Every location will have different top soil characteristics. Below are some ways of dealing with them.

If you come across clay.

If you are building a wildlife pond in that hole, heavy clay is perfect. Pack a thick layer of the excavated clay around the base, perimeter and sides of the hole before laying down your underlay. It creates a smooth, sharp-rock-free buffer that prevents punctures and a less permeable seal.

Should you be digging near a tree.

The Victorian Stumpery: A stumpery is the shady cousin of a rockery. Arrange the excavated chunks of tree roots, stumps, and thick woody pieces in a shady, damp corner of your garden. Pack some of the loose soil around their bases to anchor them. Plant shade-loving ferns, hostas, and wild primroses around them

The Wildlife Payoff: Dead and decaying wood is the single most missing habitat in modern gardens. It will quickly be colonized by stag beetle larvae, fungi, mosses, and woodlice, which in turn will draw in insect-eating birds like wrens and thrushes.

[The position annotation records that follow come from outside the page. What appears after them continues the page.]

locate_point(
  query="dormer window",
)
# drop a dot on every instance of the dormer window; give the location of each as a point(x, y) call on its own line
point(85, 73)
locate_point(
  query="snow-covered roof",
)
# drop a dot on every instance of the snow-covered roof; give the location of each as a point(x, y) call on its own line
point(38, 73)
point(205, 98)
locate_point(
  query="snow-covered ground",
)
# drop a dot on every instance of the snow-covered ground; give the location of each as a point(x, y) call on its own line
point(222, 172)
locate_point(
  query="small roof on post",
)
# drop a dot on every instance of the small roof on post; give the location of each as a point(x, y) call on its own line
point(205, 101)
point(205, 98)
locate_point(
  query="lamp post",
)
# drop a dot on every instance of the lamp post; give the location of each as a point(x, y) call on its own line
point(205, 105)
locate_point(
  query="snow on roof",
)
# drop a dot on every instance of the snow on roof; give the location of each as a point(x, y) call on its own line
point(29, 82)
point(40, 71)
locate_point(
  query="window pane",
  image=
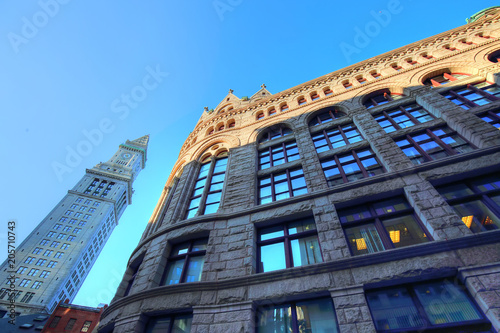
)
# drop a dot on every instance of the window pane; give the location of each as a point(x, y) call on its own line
point(477, 216)
point(272, 257)
point(445, 302)
point(306, 251)
point(393, 309)
point(182, 324)
point(316, 316)
point(194, 269)
point(174, 272)
point(404, 231)
point(275, 320)
point(364, 239)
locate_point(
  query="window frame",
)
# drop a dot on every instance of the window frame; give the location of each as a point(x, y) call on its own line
point(184, 256)
point(286, 240)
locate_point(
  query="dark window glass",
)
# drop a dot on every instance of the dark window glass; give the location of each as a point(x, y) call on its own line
point(352, 166)
point(314, 316)
point(381, 225)
point(336, 137)
point(433, 144)
point(476, 201)
point(288, 245)
point(185, 263)
point(278, 154)
point(474, 95)
point(402, 117)
point(207, 192)
point(170, 324)
point(432, 305)
point(282, 185)
point(326, 116)
point(380, 98)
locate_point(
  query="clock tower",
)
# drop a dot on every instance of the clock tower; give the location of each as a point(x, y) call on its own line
point(54, 260)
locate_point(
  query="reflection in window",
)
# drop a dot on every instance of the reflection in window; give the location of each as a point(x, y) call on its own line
point(185, 263)
point(313, 316)
point(282, 185)
point(402, 117)
point(170, 324)
point(288, 245)
point(433, 144)
point(381, 98)
point(430, 305)
point(382, 225)
point(476, 201)
point(207, 192)
point(351, 166)
point(474, 95)
point(326, 116)
point(336, 137)
point(438, 80)
point(278, 154)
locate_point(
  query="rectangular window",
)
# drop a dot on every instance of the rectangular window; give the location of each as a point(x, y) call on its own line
point(29, 260)
point(298, 317)
point(476, 200)
point(402, 117)
point(21, 270)
point(33, 272)
point(185, 263)
point(381, 225)
point(170, 324)
point(87, 323)
point(433, 144)
point(351, 166)
point(474, 95)
point(282, 185)
point(207, 192)
point(431, 305)
point(336, 137)
point(278, 154)
point(288, 245)
point(41, 262)
point(27, 297)
point(54, 322)
point(70, 324)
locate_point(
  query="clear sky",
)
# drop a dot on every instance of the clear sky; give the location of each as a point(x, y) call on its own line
point(67, 65)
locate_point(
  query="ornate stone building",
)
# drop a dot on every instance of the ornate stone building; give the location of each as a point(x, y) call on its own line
point(365, 200)
point(51, 264)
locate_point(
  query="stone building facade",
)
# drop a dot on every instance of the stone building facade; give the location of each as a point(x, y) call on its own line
point(365, 200)
point(51, 264)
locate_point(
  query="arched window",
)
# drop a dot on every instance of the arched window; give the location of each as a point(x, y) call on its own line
point(380, 97)
point(438, 80)
point(275, 132)
point(326, 116)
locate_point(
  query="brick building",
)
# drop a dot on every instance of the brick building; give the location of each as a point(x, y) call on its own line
point(364, 200)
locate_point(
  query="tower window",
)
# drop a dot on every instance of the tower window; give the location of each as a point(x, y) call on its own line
point(185, 263)
point(381, 225)
point(288, 245)
point(357, 164)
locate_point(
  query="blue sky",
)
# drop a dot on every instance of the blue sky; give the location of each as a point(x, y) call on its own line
point(63, 72)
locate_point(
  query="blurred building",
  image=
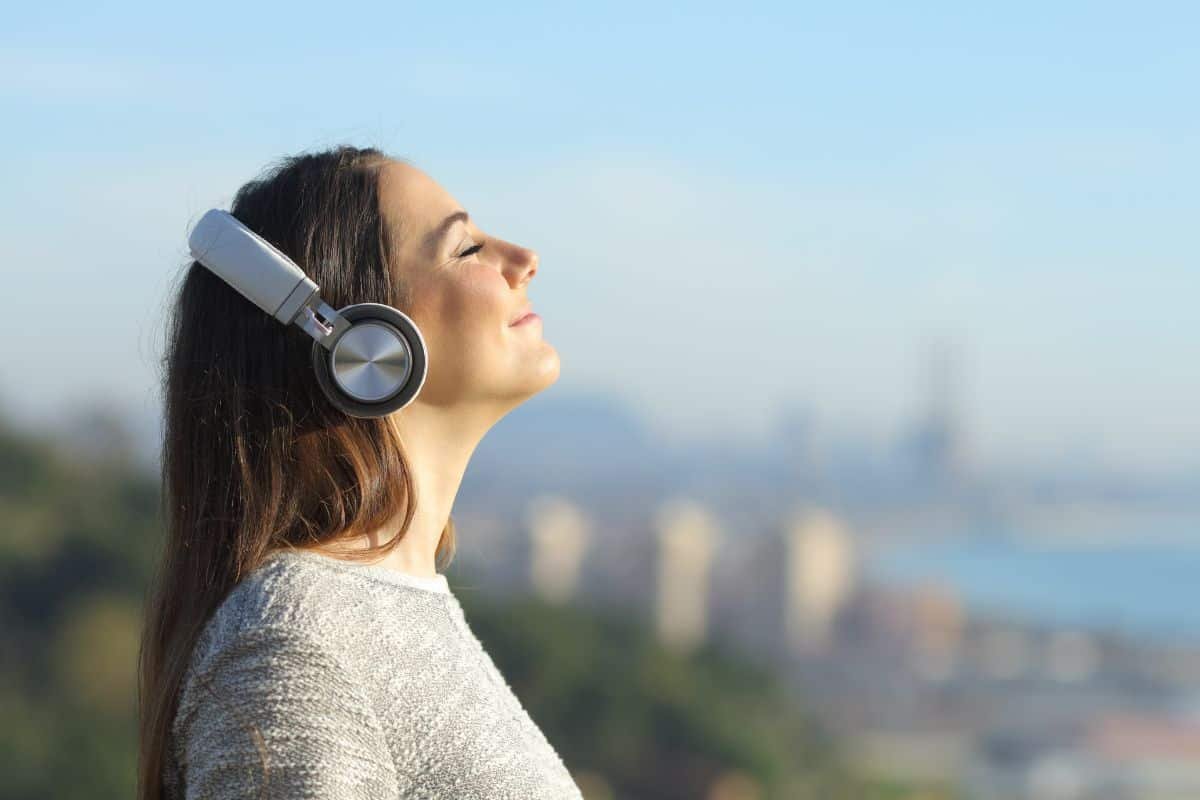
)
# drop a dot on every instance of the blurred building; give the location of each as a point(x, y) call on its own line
point(558, 541)
point(687, 535)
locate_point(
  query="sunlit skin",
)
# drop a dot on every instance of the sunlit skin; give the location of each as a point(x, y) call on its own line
point(479, 367)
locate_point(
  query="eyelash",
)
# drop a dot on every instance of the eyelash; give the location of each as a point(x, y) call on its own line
point(473, 248)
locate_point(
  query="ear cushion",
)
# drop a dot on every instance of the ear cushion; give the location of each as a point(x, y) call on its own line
point(322, 361)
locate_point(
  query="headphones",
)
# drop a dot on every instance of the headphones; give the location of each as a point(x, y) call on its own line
point(370, 359)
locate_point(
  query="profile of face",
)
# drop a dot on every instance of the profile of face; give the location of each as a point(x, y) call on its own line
point(466, 289)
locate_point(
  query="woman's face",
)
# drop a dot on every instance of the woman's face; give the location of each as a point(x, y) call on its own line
point(466, 290)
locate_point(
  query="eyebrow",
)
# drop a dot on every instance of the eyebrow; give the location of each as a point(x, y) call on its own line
point(435, 236)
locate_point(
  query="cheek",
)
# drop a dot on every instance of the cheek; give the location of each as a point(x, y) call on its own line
point(471, 305)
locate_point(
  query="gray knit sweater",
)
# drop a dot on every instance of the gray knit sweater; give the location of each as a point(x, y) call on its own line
point(364, 683)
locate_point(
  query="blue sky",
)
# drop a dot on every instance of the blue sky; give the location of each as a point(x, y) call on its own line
point(738, 209)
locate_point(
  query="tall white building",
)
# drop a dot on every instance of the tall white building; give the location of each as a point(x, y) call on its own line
point(559, 535)
point(819, 578)
point(687, 539)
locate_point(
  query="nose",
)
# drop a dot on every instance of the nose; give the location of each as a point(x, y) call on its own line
point(525, 264)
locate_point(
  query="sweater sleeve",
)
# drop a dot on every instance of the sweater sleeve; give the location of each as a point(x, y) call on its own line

If you hit Flint, Limestone, or Rocks

Pile the loose soil into a mound and wedge the excavated rocks vertically into the soil, close together, to mimic a natural mountain cliff face. Plant drought-tolerant alpines, sedums, and thyme in the narrow gaps between the stones.

The rocks absorb heat from the sun during the day and radiate it at night. This creates a warm microclimate that basking insects (like butterflies and ladybirds) love, while the cool, damp gaps underneath provide a safe haven for centipedes and spiders.

If it’s mostly top soil?

The Project: Instead of just dumping it on the ground (which will encourage buried weed seeds to explode into growth), lay down 2–3 layers of thick, plain brown cardboard over a patch of grass or weeds. Dump your topsoil directly on top of the cardboard to a depth of about 15–20 cm.The

Wildlife Payoff: The cardboard smothers the weeds and rots down naturally, while earthworms flock to the area to break it down, turning your new soil mound into a highly fertile, biologically active vegetable or fruit bed without disturbing the existing soil structure.

If you come across chalk

Don’t try to amend it with compost! Pile the chalky soil up in a sunny spot. Buy a specialized “chalk soils” native wildflower seed mix (containing plants like Kidney Vetch, Wild Marjoram, Salad Burnet, and Scabious

If you come across Silt

How to use it: Use this soil to fill a shallow depression or a wide border positioned at the lowest point of your garden (where rainwater naturally flows). Plant it with native damp-grassland species like Ragged Robin, Meadowsweet, Snake’s Head Fritillary, and Cuckoo Flower.

The Biodiversity Boost: Orange-Tip Butterflies: Cuckoo flower is the primary food plant for Orange-tip butterfly caterpillars.

Soft Ground Foraging: The moisture-retentive silt stays soft even in summer, allowing birds like Blackbirds, Thrushes, and Robins to easily probe the dirt for worms and grubs to feed their chicks.